Latency-Aware 2-Opt Monotonic Local Search for Distributed Constraint Optimization
Ben Rachmut, Roie Zivan, William Yeoh
TL;DR
This work addresses distributed constraint optimization under message latency by extending DCOPs to CA-DCOPs and introducing LAMDLS-2, a monotonic, latency-resilient 2-opt local search that uses DOCS-based pairing to coordinate bilateral value replacements. The method guarantees monotonic improvement and convergence to a $2$-opt solution, with theoretical guarantees and an empirical demonstration that it converges faster than MGM-2 across diverse latency patterns while maintaining comparable solution quality. The results show reduced communication overhead and less idle time, highlighting practical robustness in realistic networks. The paper also outlines a region-optimal extension (LAMDLS-ROpt) and future work toward general $k$-opt algorithms.
Abstract
Researchers recently extended Distributed Constraint Optimization Problems (DCOPs) to Communication-Aware DCOPs so that they are applicable in scenarios in which messages can be arbitrarily delayed. Distributed asynchronous local search and inference algorithms designed for CA-DCOPs are less vulnerable to message latency than their counterparts for regular DCOPs.

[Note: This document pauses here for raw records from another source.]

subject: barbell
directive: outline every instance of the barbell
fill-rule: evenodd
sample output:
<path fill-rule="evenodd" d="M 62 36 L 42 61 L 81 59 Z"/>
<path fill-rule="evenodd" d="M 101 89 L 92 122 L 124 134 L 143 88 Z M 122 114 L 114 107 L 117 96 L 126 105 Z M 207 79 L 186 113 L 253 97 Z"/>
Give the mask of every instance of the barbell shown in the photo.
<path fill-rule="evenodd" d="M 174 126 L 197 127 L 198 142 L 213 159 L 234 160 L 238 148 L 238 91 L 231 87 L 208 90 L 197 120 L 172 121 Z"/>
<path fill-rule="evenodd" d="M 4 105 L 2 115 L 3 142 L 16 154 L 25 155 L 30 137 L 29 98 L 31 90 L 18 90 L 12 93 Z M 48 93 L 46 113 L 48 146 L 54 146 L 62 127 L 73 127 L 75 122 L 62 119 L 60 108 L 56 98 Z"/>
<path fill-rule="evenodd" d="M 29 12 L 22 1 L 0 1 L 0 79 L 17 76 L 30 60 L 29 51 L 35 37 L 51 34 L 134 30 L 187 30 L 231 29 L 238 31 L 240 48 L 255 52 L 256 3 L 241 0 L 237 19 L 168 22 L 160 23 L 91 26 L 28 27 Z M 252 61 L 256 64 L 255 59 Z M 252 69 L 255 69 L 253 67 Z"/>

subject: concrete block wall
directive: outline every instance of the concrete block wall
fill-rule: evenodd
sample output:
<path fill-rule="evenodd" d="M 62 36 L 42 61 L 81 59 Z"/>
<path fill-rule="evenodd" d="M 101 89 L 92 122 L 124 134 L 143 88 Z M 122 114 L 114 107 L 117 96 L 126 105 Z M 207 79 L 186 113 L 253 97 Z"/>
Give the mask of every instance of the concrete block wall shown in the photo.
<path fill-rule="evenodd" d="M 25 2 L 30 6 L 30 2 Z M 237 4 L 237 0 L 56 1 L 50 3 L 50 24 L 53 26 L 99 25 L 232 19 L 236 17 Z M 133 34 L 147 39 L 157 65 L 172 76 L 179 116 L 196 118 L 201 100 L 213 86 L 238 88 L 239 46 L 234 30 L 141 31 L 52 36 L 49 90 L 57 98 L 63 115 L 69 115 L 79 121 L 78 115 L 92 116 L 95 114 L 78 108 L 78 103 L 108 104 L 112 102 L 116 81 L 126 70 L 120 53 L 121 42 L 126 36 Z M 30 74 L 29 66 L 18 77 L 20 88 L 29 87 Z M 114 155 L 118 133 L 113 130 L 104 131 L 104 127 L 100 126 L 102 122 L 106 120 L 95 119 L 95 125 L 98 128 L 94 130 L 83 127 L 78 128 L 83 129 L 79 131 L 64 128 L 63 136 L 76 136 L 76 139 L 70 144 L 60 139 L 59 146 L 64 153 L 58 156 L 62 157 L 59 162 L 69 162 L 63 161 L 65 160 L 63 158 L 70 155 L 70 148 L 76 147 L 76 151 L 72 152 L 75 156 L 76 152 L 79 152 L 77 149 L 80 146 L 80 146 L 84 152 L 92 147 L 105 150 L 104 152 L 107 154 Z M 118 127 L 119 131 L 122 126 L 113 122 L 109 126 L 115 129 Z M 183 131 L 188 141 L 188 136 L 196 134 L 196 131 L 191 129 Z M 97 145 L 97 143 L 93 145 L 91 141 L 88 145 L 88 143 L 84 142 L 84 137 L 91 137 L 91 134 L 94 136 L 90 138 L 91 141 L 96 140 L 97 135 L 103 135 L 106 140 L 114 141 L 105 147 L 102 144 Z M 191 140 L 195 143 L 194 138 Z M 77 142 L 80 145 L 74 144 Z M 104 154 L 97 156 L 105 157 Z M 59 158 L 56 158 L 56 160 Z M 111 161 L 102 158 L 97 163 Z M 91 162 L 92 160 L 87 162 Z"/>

However, unlike local search algorithms for (regular) DCOPs that converge to k-opt solutions (with k > 1), that is, they converge to solutions that cannot be improved by a group of k agents), local search CA-DCOP algorithms are limited to 1-opt solutions only. In this paper, we introduce Latency-Aware Monotonic Distributed Local Search-2 (LAMDLS-2), where agents form pairs and coordinate bilateral assignment replacements. LAMDLS-2 is monotonic, converges to a 2-opt solution, and is also robust to message latency, making it suitable for CA-DCOPs. Our results indicate that LAMDLS-2 converges faster than MGM-2, a benchmark algorithm, to a similar 2-opt solution, in various message latency scenarios.